MIT-LCP / wfdb-python

Native Python WFDB package
MIT License
730 stars 298 forks source link

mimic3wdb-matched RECORDS file hast too many entries #466

Open tecamenz opened 10 months ago

tecamenz commented 10 months ago

We are trying to download the mimic3wdb-matched database via wfdb.io.dl_database like so:

wfdb.io.dl_database("mimic3wdb-matched", "mimic3wdb-matched", records='all', annotators='all', keep_subdirs=True, overwrite=False)

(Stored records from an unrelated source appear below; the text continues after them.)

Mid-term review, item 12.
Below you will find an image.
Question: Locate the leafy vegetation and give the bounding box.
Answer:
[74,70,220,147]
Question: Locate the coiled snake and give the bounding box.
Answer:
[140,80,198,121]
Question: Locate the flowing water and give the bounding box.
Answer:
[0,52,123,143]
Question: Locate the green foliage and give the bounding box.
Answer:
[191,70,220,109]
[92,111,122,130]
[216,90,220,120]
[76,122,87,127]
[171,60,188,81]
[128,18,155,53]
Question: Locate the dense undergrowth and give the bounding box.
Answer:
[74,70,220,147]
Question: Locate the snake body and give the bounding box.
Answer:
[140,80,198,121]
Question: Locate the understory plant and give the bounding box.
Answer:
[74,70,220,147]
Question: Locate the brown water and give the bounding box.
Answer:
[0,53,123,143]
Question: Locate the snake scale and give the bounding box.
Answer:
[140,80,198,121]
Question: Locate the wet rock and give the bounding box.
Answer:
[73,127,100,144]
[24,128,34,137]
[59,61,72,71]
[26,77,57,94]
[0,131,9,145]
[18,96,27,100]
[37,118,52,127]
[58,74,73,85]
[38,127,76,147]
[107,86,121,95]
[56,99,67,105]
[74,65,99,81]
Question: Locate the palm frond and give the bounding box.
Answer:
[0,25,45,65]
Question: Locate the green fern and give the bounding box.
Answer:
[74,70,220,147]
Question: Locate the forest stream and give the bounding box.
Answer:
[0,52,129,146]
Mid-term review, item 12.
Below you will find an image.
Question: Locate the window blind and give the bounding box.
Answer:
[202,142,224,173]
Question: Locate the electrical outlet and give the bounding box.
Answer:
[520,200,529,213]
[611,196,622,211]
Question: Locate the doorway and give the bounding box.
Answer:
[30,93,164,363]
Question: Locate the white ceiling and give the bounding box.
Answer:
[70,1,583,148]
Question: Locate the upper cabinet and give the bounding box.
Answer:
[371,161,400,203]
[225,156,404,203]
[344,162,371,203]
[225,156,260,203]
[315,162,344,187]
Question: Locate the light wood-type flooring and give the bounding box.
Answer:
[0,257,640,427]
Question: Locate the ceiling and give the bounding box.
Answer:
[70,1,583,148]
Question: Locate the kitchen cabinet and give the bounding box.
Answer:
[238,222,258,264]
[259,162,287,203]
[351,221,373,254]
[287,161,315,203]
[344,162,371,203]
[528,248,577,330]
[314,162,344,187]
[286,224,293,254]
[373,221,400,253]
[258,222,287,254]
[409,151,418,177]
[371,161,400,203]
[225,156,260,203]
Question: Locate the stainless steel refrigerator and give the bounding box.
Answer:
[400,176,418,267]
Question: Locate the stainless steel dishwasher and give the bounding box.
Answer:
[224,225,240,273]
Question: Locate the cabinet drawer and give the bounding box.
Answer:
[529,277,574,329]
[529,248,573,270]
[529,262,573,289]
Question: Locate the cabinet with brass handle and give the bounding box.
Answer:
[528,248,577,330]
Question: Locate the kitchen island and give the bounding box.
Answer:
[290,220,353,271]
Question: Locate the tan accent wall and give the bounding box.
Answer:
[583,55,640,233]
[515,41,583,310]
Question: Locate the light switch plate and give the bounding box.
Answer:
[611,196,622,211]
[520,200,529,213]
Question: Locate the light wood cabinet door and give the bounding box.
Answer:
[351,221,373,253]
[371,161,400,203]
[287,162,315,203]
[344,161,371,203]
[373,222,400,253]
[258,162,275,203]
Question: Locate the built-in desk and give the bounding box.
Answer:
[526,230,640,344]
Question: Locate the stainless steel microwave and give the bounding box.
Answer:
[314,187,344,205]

After a long wait, we get an error indicating a missing file: wfdb.io._url.NetFileNotFoundError: 404 Error: Not Found for url: https://physionet.org/files/mimic3wdb-matched/1.0/p01/p017488/3783537_10000.hea

While investigating we found that the corresponding RECORDS file contains more records than there are in the database: https://physionet.org/files/mimic3wdb-matched/1.0/p01/p017488/RECORDS

RECORDS file: image

Actual content: image

wfdb.io.dl_database generates unique urls using this RECORDS file which then leads to the mentioned error above.

Some questions:

  1. Can someone adapt the RECORDS file to reflect the database content
  2. The download via wfdb.io.dl_database is excruciating slow. Would it make sens to rewrite wfdb.io.dl_database to use multi-threading? Or what approach do you use to dump the whole database efficiently?
bemoody commented 9 months ago

Thanks for pointing this out. This is not a bug in wfdb-python, it's a bug in the database.

The RECORDS file is (probably) correct; the set of files on PhysioNet is wrong. It looks like some of the files are present in mimic3wdb but were not properly linked into the mimic3wdb-matched directory.

(One may also ask why on earth this record is split into over 10000 tiny segments. I have no idea.)